The state is rolling out the second phase in its subsidy program meant to help soften the financial impact of buying an electric vehicle.
Under round two of the state-run Charge Up New Jersey program, customers can get rebates of up to $5,000 toward their purchase, all in line with the Murphy administration’s goal of having 330,000 EVs on the road by 2025.
By some estimates, there are between 30,000 to 40,000 electric cars on the road, leaving New Jersey far behind its goals.
Rebates are available at the time of purchase or leasing of the EV, according to a joint July 6 announcement by Gov. Phil Murphy’s office and the New Jersey Board of Public Utilities, which oversees the program. The rebates are provided for 10 years, with $30 million funded to it per year.
Joseph Fiordaliso, who heads the NJBPU, said in a July 6 statement that the broader affordability of EVs will be key to reaching the state’s self-imposed electric vehicles goals, and for it to be totally dependent on renewable energy.
The rebate dollar amount that a buyer can get depends on the mileage range their car can go before it needs to be recharged, with a sliding scale in place. NJBPU officials said that the rebates helped finance the purchase of more than 7,000 EVs when the program was rolled out last summer. This year, the funds are available when buying the vehicle, rather than afterward, as was the case last year.

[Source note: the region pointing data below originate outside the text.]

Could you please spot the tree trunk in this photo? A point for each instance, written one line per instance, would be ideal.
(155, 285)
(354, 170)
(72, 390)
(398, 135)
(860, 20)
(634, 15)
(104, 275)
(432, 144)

According to Pam Frank, head of ChargEVC, a coalition of environmental groups, car dealerships and utilities across the state, many buyers have already sunk major costs into their existing vehicles and intend to get upward of a decade of use out of them.
Other matters such as the lack of charging infrastructure – be it an actual or perceived lack of charging stations – could make New Jerseyans hesitant to switch away from their gas-powered vehicles.
EVs Round 3
An upcoming third phase of the program allocates $3 million to cover up to half the costs for home-charging stations, capped at $250. Utility companies such as PSEG and Atlantic City Electric are spending a combined $187 million to install thousands of public charging stations and subsidize the cost of private EV chargers at people’s homes.
And beyond the 330,000 EV goal, the state is spending $100 million to encourage the electrification of trucks and commercial vehicles, which frequently travel through New Jersey to and from the nation’s busiest ports and airports.
A pilot program being run by the New Jersey Economic Development Authority is offering vouchers to cover the costs for Camden and Newark businesses to buy and use electric trucks.
Newark is home to the busy Port of New York and New Jersey, while South Jersey has the Port of Paulsboro in Gloucester County and the Port of Camden-Gloucester.
Proponents contend the program has an environmental justice piece: to benefit communities hardest hit by motor vehicle pollution.